Ce qui ressort de cette comparaison, c’est surtout la possibilité de rendre comparables les biens au regard de cette valeur économique, ce que traduit le passage suivant :

« Les chimistes ont construit leur table d’équivalents, d’abord en comparant à une certaine substance chimique A d’autres substances B, C, D,… qui lui sont directement comparables, puis en comparant avec une de celles-ci (C par exemple) d’autres substances H, I, K,… que l’on ne pourrait pas directement comparer avec A ou B, et ainsi de suite. Il en serait de même pour l’équivalence économique ou industrielle. Le bois est comparable à la houille, par la quantité de chaleur qu’il développe dans la combustion et par la quantité de force mécanique que cette chaleur peut développer, ou mieux encore par la fraction des quantités développées que l’on peut utiliser économiquement : pendant que, par les services qu’il rend dans les constructions, il est comparable à la fonte, au fer forgé, à la pierre de taille, que l’on ne saurait comment mettre en comparaison directe avec la houille » (P, §33).

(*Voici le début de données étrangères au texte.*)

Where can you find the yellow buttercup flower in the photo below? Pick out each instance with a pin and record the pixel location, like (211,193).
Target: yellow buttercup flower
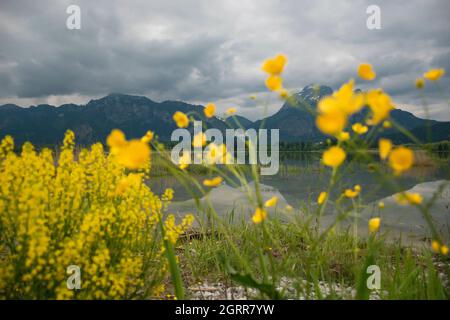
(274,83)
(199,140)
(116,140)
(135,155)
(289,208)
(284,93)
(434,74)
(212,182)
(333,157)
(231,111)
(216,154)
(271,202)
(365,71)
(181,119)
(420,83)
(401,159)
(322,197)
(380,105)
(184,161)
(435,246)
(148,137)
(374,225)
(384,146)
(259,215)
(209,110)
(349,193)
(406,198)
(343,136)
(359,128)
(275,65)
(334,110)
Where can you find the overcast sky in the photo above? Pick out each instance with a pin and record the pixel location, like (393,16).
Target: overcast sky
(211,51)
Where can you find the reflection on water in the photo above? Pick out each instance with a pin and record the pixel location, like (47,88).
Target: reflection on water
(301,178)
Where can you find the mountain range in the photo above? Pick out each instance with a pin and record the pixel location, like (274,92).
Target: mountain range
(44,125)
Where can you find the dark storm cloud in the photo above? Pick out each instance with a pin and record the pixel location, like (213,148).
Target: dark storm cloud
(202,51)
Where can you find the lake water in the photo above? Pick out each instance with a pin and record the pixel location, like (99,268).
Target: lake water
(301,178)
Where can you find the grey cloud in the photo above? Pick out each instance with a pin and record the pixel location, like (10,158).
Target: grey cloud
(202,51)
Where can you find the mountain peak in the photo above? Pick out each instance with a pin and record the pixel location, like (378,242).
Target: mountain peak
(314,92)
(120,98)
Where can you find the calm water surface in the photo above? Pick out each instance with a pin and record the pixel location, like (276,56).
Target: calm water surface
(301,178)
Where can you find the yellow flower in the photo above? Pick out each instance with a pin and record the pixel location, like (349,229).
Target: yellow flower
(212,182)
(343,136)
(271,202)
(284,93)
(184,161)
(380,104)
(135,155)
(409,198)
(116,140)
(365,71)
(199,140)
(275,65)
(259,215)
(434,74)
(231,111)
(322,197)
(274,83)
(359,128)
(374,224)
(333,157)
(148,137)
(332,123)
(216,154)
(334,110)
(420,83)
(209,110)
(349,193)
(384,146)
(401,159)
(181,119)
(435,246)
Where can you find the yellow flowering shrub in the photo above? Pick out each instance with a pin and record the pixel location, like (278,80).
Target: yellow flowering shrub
(82,209)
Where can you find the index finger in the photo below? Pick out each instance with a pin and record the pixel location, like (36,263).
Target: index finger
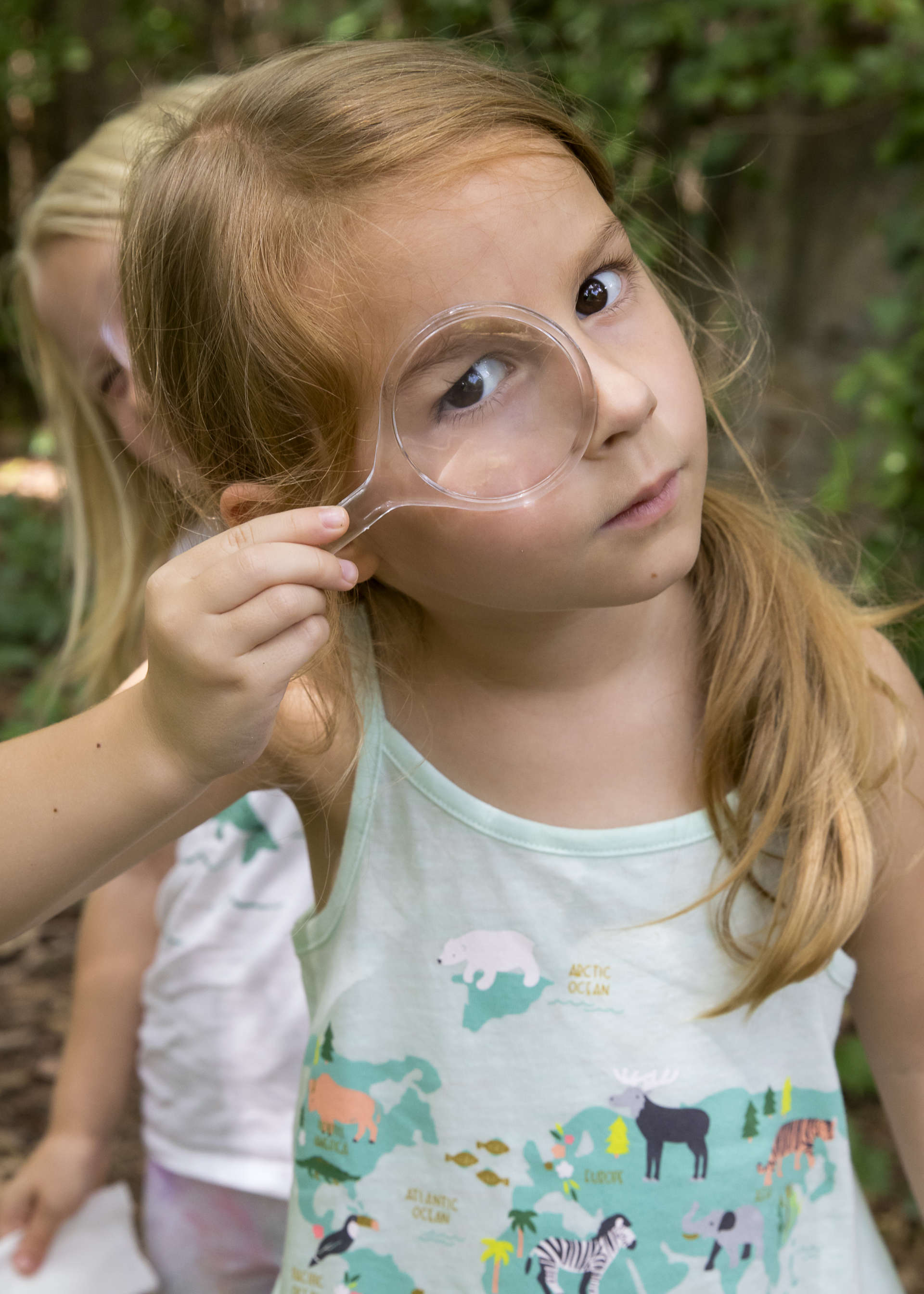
(314,527)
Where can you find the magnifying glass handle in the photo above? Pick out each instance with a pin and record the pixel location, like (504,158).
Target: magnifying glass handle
(365,506)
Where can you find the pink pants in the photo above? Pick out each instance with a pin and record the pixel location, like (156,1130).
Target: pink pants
(204,1239)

Cette notion ne s’applique pas seulement aux biens, mais aussi au travail de l’homme. « Le travail purement mécanique de l’homme est comparable à celui d’une machine à vapeur que la houille ou le bois alimentent88 » (P, §34). Ces définitions visent en réalité à isoler un objet

dont les contours apparaissent plus nettement si on en présente les enjeux théoriques.